Establishing the diagnosis of Alzheimer disease relies on clinical-neuropathologic assessment. Neuropathologic findings of beta-amyloid plaques and intraneuronal neurofibrillary tangles remain the gold standard for diagnosis. The clinical diagnosis of AD, based on signs of slowly progressive dementia and findings of gross cerebral cortical atrophy on neuroimaging, is correct approximately 80%-90% of the time. The association of the APOE e4 allele with AD is significant; however, APOE genotyping is neither fully specific nor sensitive. While APOE genotyping may have an adjunct role in the diagnosis of AD in symptomatic individuals, it appears to have little role at this time in predictive testing of asymptomatic individuals. Three forms of early-onset familial AD (EOFAD) caused by mutations in one of three genes (APP, PSEN1, PSEN2) are recognized. Molecular genetic testing of the three genes is available in clinical laboratories.

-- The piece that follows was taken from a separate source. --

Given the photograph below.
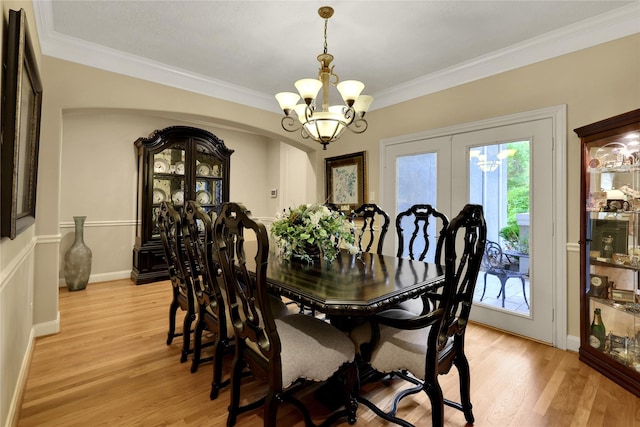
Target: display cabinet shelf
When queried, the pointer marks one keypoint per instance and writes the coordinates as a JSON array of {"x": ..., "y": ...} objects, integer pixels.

Because AD is genetically heterogeneous, genetic counseling of persons with AD and their family members must be tailored to the information available for that family. It should be pointed out that AD is common and that the overall lifetime risk for any individual of developing dementia is approximately 10%-12%. Genetic counseling for people with non-familial AD and their family members must be empiric and relatively nonspecific. First-degree relatives of a simplex case of AD (i.e., single occurrence in a family) have a cumulative lifetime risk of developing AD of approximately 15%-30%, which is typically reported as a 20%-25% risk. This risk is approximately 2.5 times that of the background risk (~27% vs 10.4%). In contrast, early-onset familial Alzheimer disease (EOFAD) is inherited in an autosomal dominant manner.